Based on a very simple example file:
IFC model with 1 project > 1 site > 1 building > 4 storeys > 16 walls > 64 windows of same type

Round-tripping on three important authoring software tools resulted in similar disillusioning outcomes:

:+1:t2: The round-tripped model looks almost identical to the original model (in Xbim Xplorer)

:confounded: The round-tripped model is differently structured based on different representation paradigms

:confounded: The round-tripped model is de-normalized (64 windowtypes instead of 1) resulting in bloated IFC files.

Based on your statements “… different geometry representations are useful for different purposes …” and “driven by what that specific software is meant to do - authoring, visualization, animation, simulation, clash detection, quantity takeoff, etc.”

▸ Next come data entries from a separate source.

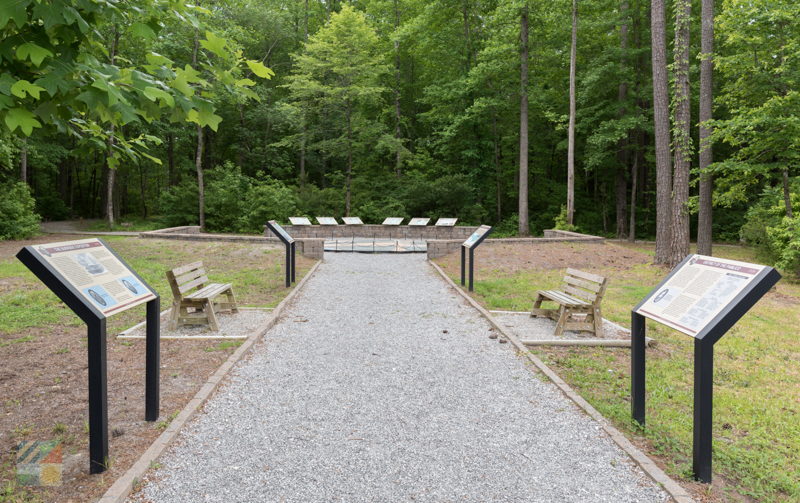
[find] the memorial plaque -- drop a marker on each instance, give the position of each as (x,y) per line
(477,236)
(282,234)
(446,222)
(697,292)
(96,272)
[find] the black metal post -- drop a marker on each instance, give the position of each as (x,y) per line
(152,360)
(638,367)
(471,266)
(288,265)
(703,398)
(98,401)
(294,254)
(463,265)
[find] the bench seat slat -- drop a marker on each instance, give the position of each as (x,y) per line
(585,275)
(563,298)
(192,284)
(209,292)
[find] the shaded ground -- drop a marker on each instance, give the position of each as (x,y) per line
(43,378)
(757,374)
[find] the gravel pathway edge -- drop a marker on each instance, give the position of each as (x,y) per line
(676,491)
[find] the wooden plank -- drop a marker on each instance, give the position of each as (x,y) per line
(193,284)
(588,285)
(186,268)
(586,275)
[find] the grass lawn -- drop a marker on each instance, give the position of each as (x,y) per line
(43,375)
(757,365)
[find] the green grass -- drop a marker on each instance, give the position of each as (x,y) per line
(757,377)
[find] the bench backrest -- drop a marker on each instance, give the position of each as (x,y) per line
(186,278)
(585,285)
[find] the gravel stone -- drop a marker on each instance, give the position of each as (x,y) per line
(380,384)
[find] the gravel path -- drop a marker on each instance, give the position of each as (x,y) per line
(380,384)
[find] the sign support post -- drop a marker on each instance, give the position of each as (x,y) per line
(94,282)
(289,243)
(702,297)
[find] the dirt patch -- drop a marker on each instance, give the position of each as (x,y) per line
(43,378)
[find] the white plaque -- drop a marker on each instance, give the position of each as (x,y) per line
(694,294)
(93,270)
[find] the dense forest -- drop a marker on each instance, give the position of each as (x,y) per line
(625,118)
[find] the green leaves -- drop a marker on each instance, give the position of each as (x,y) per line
(21,88)
(34,52)
(22,119)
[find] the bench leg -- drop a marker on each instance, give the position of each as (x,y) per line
(211,315)
(562,320)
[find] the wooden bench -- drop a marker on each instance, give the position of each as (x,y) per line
(194,301)
(581,294)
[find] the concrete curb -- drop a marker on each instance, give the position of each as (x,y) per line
(124,485)
(678,493)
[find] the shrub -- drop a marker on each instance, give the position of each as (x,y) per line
(18,218)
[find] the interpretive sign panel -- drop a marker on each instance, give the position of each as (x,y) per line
(477,236)
(694,294)
(93,270)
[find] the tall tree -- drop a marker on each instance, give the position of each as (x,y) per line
(681,131)
(571,127)
(524,227)
(704,233)
(661,131)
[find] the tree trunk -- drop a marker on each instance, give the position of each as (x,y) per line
(621,182)
(571,129)
(524,227)
(787,197)
(662,134)
(704,230)
(682,139)
(349,163)
(23,161)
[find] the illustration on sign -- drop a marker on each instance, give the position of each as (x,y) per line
(97,273)
(697,292)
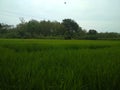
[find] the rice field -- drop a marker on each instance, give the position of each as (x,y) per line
(33,64)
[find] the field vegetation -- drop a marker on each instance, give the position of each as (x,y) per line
(32,64)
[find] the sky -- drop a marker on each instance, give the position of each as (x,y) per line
(101,15)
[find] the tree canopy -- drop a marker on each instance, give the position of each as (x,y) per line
(67,29)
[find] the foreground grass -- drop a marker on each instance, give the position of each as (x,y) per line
(59,65)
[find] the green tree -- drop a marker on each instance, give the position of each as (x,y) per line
(70,27)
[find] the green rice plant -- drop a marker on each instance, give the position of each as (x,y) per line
(33,64)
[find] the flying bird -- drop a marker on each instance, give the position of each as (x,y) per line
(64,2)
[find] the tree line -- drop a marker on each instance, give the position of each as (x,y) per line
(67,29)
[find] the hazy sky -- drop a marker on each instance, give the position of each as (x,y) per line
(102,15)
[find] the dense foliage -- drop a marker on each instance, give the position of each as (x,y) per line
(27,64)
(67,29)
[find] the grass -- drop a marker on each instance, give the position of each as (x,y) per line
(31,64)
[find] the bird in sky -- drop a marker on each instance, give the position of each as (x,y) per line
(64,2)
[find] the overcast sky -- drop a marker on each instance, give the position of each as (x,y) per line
(102,15)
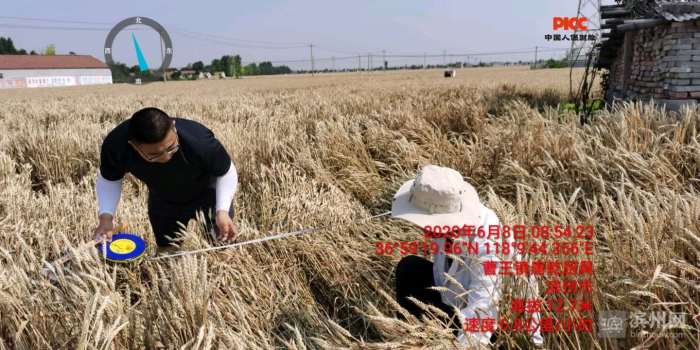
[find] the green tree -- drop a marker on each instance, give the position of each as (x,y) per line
(50,50)
(215,65)
(227,65)
(250,69)
(7,47)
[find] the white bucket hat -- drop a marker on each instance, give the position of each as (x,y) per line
(437,196)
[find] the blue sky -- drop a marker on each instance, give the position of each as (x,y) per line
(278,30)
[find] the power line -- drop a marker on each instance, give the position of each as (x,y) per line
(234,44)
(52,20)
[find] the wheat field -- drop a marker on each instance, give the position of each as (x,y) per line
(327,150)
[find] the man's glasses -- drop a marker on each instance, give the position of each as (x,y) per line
(170,150)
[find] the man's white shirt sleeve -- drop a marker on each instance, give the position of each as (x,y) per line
(484,290)
(226,186)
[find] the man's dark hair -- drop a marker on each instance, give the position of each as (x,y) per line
(149,125)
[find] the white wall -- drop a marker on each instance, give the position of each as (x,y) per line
(53,77)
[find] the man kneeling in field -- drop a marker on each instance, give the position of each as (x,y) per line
(440,197)
(185,168)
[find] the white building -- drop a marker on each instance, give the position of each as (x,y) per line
(17,71)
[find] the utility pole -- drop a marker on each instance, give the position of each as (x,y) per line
(311,51)
(162,47)
(383,59)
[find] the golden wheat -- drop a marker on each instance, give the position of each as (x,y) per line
(326,150)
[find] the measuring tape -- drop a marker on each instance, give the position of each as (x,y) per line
(269,238)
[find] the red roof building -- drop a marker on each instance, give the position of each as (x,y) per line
(52,71)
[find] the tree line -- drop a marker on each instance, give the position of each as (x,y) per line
(231,66)
(7,47)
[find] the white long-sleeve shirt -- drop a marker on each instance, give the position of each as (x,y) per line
(109,192)
(476,295)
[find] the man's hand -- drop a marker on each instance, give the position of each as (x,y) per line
(105,228)
(226,227)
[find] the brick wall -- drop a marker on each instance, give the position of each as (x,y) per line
(665,63)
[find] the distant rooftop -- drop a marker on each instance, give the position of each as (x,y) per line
(49,62)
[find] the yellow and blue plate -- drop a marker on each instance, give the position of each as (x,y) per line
(124,247)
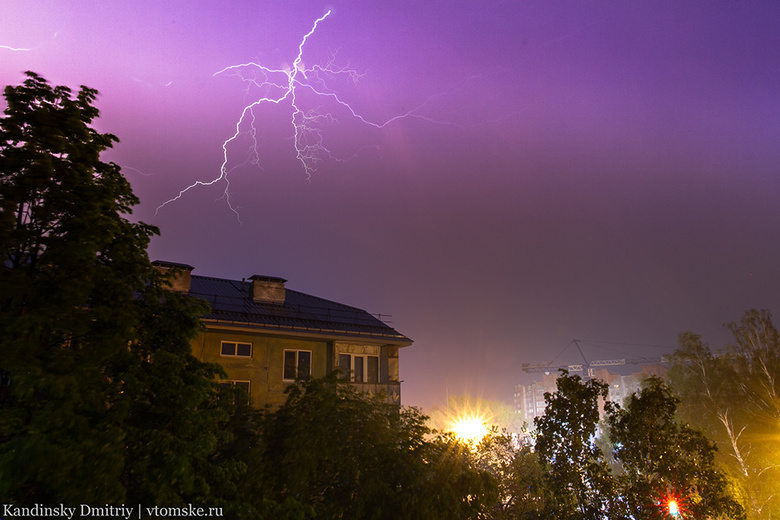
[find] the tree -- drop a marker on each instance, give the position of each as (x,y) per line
(71,266)
(335,452)
(733,395)
(100,397)
(664,460)
(577,474)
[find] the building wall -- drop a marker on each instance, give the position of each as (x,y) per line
(265,366)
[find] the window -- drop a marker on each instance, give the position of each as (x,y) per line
(362,369)
(235,349)
(244,385)
(297,364)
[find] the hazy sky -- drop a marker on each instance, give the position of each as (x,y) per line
(601,170)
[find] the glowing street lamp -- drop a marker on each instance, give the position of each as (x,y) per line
(470,428)
(673,508)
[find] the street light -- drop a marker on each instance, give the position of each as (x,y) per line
(673,508)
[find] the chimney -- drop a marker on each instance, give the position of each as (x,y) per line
(179,274)
(267,289)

Why does common AUTHORING-software (specific purpose) use for the same situation (ordinary wall) export different IFC geometry representations (extruded area versus B-rep)?
Currently it seems to be a “random choice of software developers or vendors”, isn’t it?

Sorry for falling into the roundtrip trap. We are talking about DTV and even that is not meant to guarantee lossless roundtrips. I have corrected the wording in my previous post. However, DTV should ensure that CAD software can exchange data for authoring and editing purposes. Therefor it restricts geometric representations. Bear in mind that the restrictions and standards are not for the internal model or behaviour of software. Instead, IFC is a standard for the data that software can produce and consume.

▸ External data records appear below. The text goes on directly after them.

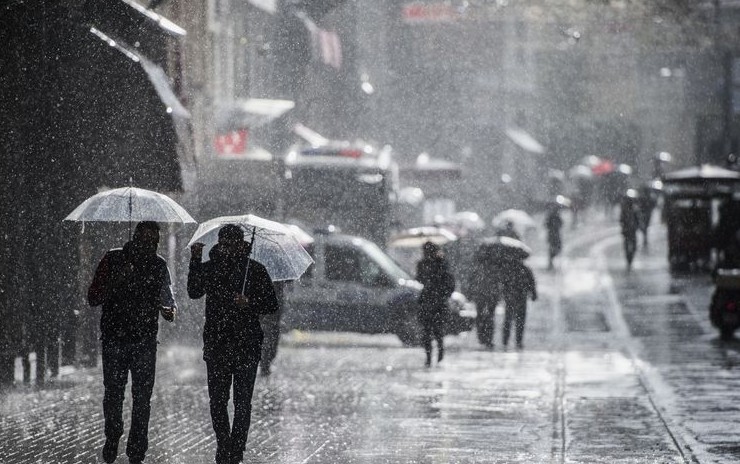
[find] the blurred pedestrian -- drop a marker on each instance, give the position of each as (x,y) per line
(433,272)
(553,223)
(133,284)
(517,284)
(629,220)
(645,205)
(271,327)
(238,291)
(485,292)
(508,231)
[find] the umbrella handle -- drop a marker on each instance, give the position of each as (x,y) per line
(246,271)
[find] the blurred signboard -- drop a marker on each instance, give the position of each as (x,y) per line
(429,12)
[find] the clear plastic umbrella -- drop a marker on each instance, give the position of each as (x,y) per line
(274,245)
(130,204)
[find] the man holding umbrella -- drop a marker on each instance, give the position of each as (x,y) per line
(133,285)
(238,290)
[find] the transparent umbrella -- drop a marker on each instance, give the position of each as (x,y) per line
(130,204)
(418,236)
(274,245)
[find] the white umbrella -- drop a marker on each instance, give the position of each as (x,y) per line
(130,204)
(274,245)
(520,219)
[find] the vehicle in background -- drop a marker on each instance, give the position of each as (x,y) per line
(354,286)
(352,186)
(724,309)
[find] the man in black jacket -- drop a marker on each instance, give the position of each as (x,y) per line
(238,290)
(133,284)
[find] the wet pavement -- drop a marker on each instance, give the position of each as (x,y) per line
(617,368)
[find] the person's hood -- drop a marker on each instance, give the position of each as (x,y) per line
(217,255)
(136,250)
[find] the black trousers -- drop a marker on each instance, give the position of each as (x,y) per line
(516,312)
(223,371)
(120,358)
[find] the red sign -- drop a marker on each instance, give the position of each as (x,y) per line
(232,143)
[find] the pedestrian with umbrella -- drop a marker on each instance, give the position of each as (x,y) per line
(629,221)
(433,272)
(497,257)
(238,289)
(134,287)
(553,224)
(517,285)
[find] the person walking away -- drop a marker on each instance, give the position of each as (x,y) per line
(271,327)
(553,223)
(134,287)
(238,291)
(645,205)
(508,231)
(517,284)
(433,272)
(486,293)
(629,220)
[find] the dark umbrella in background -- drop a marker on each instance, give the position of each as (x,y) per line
(504,248)
(701,174)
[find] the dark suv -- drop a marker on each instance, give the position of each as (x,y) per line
(354,286)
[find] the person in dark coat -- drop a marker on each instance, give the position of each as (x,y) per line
(271,327)
(433,272)
(629,220)
(553,223)
(517,284)
(238,291)
(134,286)
(485,292)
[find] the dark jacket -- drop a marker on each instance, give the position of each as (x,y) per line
(229,330)
(485,282)
(132,287)
(517,282)
(438,283)
(629,219)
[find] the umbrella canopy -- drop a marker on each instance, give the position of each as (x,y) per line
(274,245)
(504,248)
(251,114)
(130,204)
(418,236)
(704,173)
(520,219)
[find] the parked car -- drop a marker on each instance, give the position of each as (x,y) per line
(354,286)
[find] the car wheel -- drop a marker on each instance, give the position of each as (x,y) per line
(408,329)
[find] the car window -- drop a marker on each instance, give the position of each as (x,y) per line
(350,264)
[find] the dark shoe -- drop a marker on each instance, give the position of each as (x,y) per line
(110,451)
(223,455)
(236,457)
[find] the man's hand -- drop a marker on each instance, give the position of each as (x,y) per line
(168,313)
(196,251)
(240,301)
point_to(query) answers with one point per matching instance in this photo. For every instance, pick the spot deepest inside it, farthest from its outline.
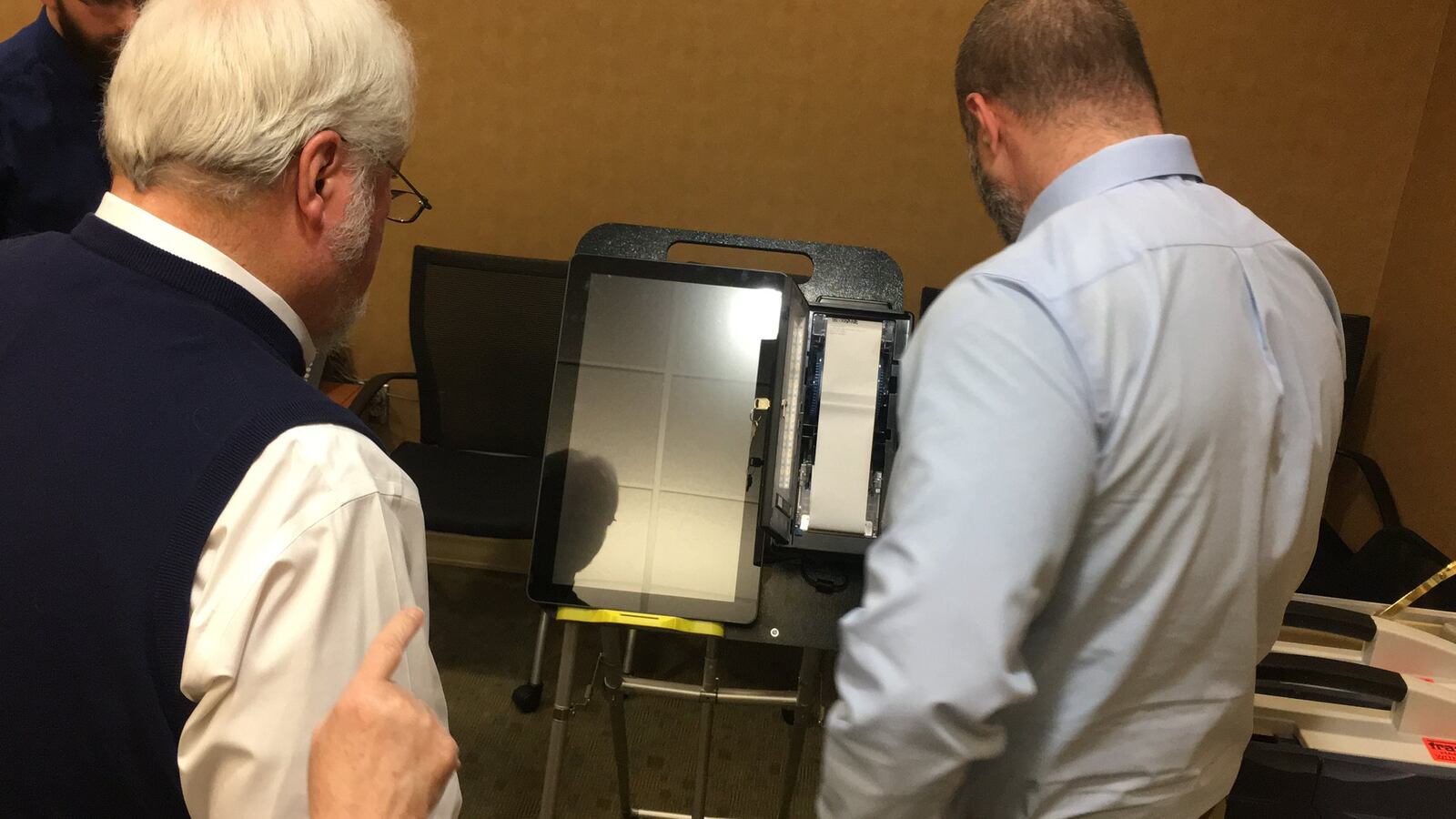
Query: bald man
(1116, 439)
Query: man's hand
(380, 753)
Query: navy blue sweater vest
(136, 389)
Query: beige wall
(834, 121)
(1405, 414)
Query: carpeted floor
(482, 629)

Software developers and vendors do indeed choose their internal models freely, but not randomly. They use what is most efficient for the features that they provide and ideally they export what is closest to their internal model - because that would reduce information loss on re-import. However, this will not be ideal for exchange, because other software may have a different internal model. Even the purpose of CAD authoring is a broader field and various software has different feature sets. If you would introduce restrictions here, you would effectively limit the creative freedom of architects, designers and engineers.

That is the reason why the negotiation around DTV is so lengthy and interminable. I can not say much about your example, because to my knowledge there is no software with certified DTV export and import yet. But even if it would be - a lossless roundtrip would be unlikely to be achieved.

Your thoughts on “conservative IFC processing” are certainly interesting and reasonable.